The new recipe that I attempted, with great success, was for breakfast Christmas morning. In years past, bagels, cream cheese and lox were our holiday morning go-to meal, but since my divorce things have been a bit more unpredictable. I’ve made variations on pancakes and waffles and one year went to great trouble to make cinnamon rolls. They were good, but not great and, in my opinion, not worth my efforts. Crepes were requested for this year, but, honestly they’re a little more labor intensive than I like at the start of a long day. But, the Dutch Baby recipe from the Times? Well, that was perfect!
Requiring only 5 ingredients, all pantry staples, this oven baked “pancake” was one of the easiest and most satisfying breakfasts I’ve ever made. Taking only 40 minutes, start to finish, the Dutch Baby is something that can be made even on a regular school morning. It is my new favorite breakfast treat and I think I’m going to make it again this weekend. You should, too.

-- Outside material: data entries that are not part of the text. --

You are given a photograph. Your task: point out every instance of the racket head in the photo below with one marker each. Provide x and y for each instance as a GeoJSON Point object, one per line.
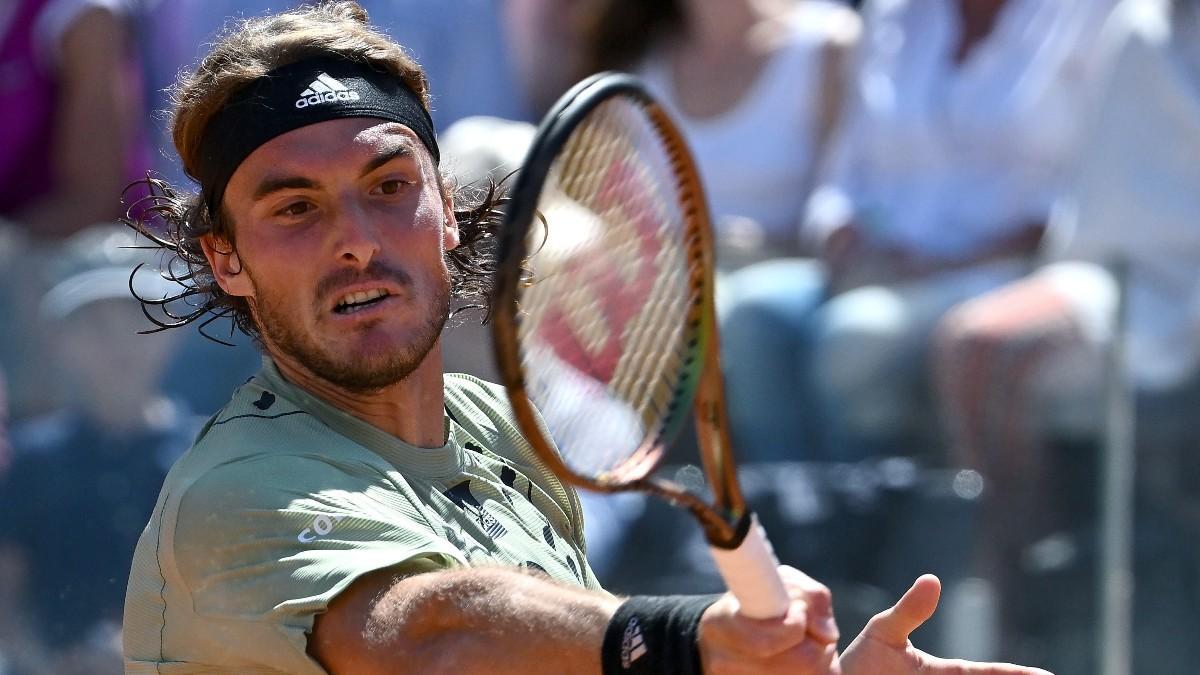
{"type": "Point", "coordinates": [603, 308]}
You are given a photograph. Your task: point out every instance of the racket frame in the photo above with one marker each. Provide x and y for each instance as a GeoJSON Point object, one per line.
{"type": "Point", "coordinates": [726, 521]}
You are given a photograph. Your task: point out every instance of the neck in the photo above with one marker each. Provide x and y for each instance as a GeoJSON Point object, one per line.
{"type": "Point", "coordinates": [719, 23]}
{"type": "Point", "coordinates": [412, 410]}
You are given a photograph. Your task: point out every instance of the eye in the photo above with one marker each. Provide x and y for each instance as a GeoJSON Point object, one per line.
{"type": "Point", "coordinates": [390, 186]}
{"type": "Point", "coordinates": [294, 209]}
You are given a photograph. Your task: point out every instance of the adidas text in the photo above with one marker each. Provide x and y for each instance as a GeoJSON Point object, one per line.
{"type": "Point", "coordinates": [327, 97]}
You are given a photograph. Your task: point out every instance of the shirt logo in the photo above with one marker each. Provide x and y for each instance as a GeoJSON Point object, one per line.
{"type": "Point", "coordinates": [325, 90]}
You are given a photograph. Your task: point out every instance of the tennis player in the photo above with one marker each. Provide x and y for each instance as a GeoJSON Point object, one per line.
{"type": "Point", "coordinates": [353, 508]}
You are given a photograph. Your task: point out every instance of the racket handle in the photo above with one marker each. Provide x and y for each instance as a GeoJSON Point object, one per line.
{"type": "Point", "coordinates": [751, 573]}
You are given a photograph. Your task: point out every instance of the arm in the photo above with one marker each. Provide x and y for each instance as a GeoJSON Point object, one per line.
{"type": "Point", "coordinates": [91, 130]}
{"type": "Point", "coordinates": [456, 620]}
{"type": "Point", "coordinates": [447, 621]}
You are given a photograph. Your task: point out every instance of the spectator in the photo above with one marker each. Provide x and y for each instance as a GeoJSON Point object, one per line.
{"type": "Point", "coordinates": [70, 94]}
{"type": "Point", "coordinates": [937, 187]}
{"type": "Point", "coordinates": [69, 143]}
{"type": "Point", "coordinates": [756, 90]}
{"type": "Point", "coordinates": [99, 459]}
{"type": "Point", "coordinates": [1025, 364]}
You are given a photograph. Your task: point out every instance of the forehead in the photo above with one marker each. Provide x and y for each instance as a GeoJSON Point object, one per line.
{"type": "Point", "coordinates": [327, 147]}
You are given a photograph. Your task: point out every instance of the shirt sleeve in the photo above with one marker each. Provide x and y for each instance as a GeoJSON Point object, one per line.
{"type": "Point", "coordinates": [262, 545]}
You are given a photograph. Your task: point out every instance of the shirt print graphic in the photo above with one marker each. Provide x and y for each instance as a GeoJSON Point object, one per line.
{"type": "Point", "coordinates": [463, 499]}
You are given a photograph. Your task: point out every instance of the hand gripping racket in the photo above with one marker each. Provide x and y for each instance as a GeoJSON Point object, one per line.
{"type": "Point", "coordinates": [604, 321]}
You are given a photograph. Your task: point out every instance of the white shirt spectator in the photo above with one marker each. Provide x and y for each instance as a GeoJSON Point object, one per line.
{"type": "Point", "coordinates": [1137, 197]}
{"type": "Point", "coordinates": [756, 159]}
{"type": "Point", "coordinates": [943, 159]}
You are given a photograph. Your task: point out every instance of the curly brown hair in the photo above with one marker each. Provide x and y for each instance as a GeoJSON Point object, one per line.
{"type": "Point", "coordinates": [177, 220]}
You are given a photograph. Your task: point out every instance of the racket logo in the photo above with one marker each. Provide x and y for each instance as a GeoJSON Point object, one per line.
{"type": "Point", "coordinates": [617, 288]}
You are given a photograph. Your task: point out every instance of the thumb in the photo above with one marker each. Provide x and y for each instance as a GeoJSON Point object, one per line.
{"type": "Point", "coordinates": [893, 626]}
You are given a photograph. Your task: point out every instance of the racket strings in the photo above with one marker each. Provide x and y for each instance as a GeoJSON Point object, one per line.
{"type": "Point", "coordinates": [607, 327]}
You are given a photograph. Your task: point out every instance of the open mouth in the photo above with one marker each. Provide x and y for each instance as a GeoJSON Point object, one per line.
{"type": "Point", "coordinates": [360, 300]}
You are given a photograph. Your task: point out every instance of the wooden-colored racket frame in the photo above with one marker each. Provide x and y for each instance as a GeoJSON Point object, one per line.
{"type": "Point", "coordinates": [726, 520]}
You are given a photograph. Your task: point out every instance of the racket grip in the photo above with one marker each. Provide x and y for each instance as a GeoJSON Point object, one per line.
{"type": "Point", "coordinates": [751, 573]}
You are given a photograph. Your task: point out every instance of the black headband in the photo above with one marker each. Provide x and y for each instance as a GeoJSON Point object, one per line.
{"type": "Point", "coordinates": [295, 95]}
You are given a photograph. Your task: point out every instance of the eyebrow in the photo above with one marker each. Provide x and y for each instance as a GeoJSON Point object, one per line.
{"type": "Point", "coordinates": [401, 150]}
{"type": "Point", "coordinates": [274, 184]}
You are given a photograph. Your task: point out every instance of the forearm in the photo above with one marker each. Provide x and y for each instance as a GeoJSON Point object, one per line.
{"type": "Point", "coordinates": [461, 621]}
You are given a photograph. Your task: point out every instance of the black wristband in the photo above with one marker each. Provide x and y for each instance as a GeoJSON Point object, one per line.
{"type": "Point", "coordinates": [655, 635]}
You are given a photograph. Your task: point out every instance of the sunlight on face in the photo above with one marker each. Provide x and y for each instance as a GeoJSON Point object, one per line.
{"type": "Point", "coordinates": [341, 232]}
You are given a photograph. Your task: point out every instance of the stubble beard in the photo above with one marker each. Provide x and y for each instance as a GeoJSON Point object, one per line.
{"type": "Point", "coordinates": [354, 372]}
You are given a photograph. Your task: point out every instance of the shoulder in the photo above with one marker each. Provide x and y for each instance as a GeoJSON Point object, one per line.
{"type": "Point", "coordinates": [468, 389]}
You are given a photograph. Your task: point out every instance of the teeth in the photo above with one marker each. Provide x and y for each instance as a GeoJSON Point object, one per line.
{"type": "Point", "coordinates": [360, 297]}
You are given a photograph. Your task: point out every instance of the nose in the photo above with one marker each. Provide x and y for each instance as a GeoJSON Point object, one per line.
{"type": "Point", "coordinates": [358, 237]}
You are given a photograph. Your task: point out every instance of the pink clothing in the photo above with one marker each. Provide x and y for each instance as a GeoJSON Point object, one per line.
{"type": "Point", "coordinates": [28, 97]}
{"type": "Point", "coordinates": [30, 100]}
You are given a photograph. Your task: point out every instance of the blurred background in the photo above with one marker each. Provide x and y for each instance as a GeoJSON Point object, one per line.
{"type": "Point", "coordinates": [959, 297]}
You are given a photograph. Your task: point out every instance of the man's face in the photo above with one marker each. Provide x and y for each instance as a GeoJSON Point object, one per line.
{"type": "Point", "coordinates": [340, 230]}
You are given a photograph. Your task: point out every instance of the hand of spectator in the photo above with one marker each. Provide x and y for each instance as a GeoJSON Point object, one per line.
{"type": "Point", "coordinates": [802, 641]}
{"type": "Point", "coordinates": [883, 646]}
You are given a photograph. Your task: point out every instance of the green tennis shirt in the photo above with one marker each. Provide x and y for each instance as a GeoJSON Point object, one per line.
{"type": "Point", "coordinates": [283, 501]}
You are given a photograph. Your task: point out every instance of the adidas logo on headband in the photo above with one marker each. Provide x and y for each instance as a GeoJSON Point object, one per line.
{"type": "Point", "coordinates": [325, 90]}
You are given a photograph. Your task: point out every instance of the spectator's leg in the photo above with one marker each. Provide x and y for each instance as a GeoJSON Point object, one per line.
{"type": "Point", "coordinates": [1011, 369]}
{"type": "Point", "coordinates": [868, 359]}
{"type": "Point", "coordinates": [765, 312]}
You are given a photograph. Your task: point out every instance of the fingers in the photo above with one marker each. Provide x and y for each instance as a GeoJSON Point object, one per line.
{"type": "Point", "coordinates": [805, 658]}
{"type": "Point", "coordinates": [893, 626]}
{"type": "Point", "coordinates": [934, 665]}
{"type": "Point", "coordinates": [819, 616]}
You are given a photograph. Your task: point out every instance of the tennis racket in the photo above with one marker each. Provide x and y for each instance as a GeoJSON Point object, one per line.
{"type": "Point", "coordinates": [604, 321]}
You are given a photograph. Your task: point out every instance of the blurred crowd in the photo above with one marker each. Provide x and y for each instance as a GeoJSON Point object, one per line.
{"type": "Point", "coordinates": [959, 251]}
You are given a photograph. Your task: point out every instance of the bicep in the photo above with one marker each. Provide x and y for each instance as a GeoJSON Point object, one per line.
{"type": "Point", "coordinates": [347, 639]}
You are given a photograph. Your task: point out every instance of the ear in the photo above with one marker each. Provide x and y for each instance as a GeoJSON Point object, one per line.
{"type": "Point", "coordinates": [227, 267]}
{"type": "Point", "coordinates": [449, 223]}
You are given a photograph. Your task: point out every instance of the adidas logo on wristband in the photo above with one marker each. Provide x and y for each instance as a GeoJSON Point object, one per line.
{"type": "Point", "coordinates": [631, 644]}
{"type": "Point", "coordinates": [325, 90]}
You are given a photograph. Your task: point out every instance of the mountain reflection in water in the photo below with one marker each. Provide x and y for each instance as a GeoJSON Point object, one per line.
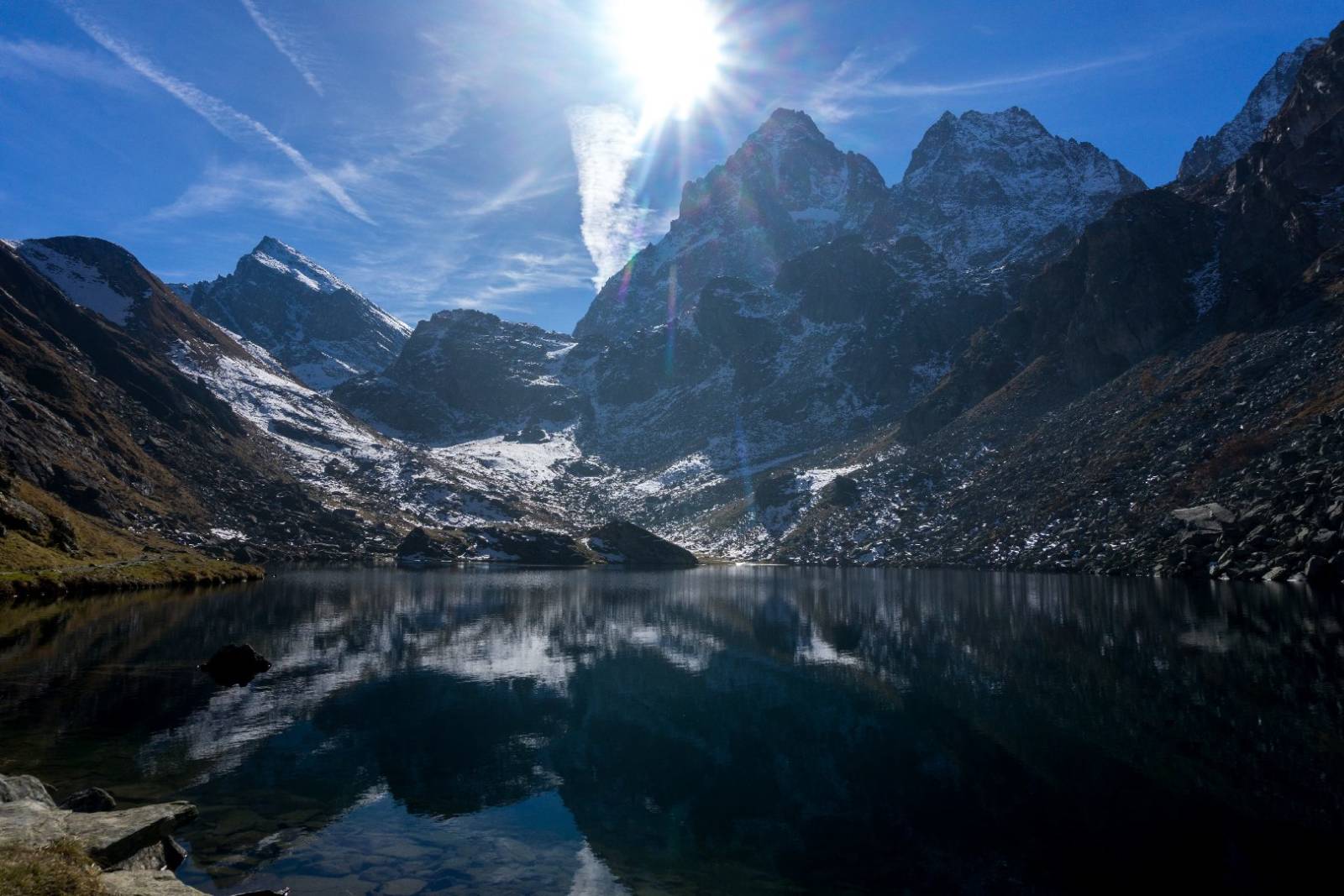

The ease of the Dutch Baby was definitely offset by the work involved with making the Meat Lover’s Lasagna. I’ve been using this recipe for more than a decade, despite the extensive list of ingredients and time demanded, and consider it to be a solid version of lasagna, but it comes at a price. First, there’s the actual cost of ingredients – pancetta, pecorino romano and sirloin aren’t cheap, my friend. Then, there’s the time involved in preparing this beauty. Conservatively, it takes about of 4 hours to put this delight together, maybe less if you cheat on the meatballs step. The payoff, though, is good. It is a dense, delicious and hearty entree that will provide multiple meals. That’s a good thing since I won’t have another chance to cook for days!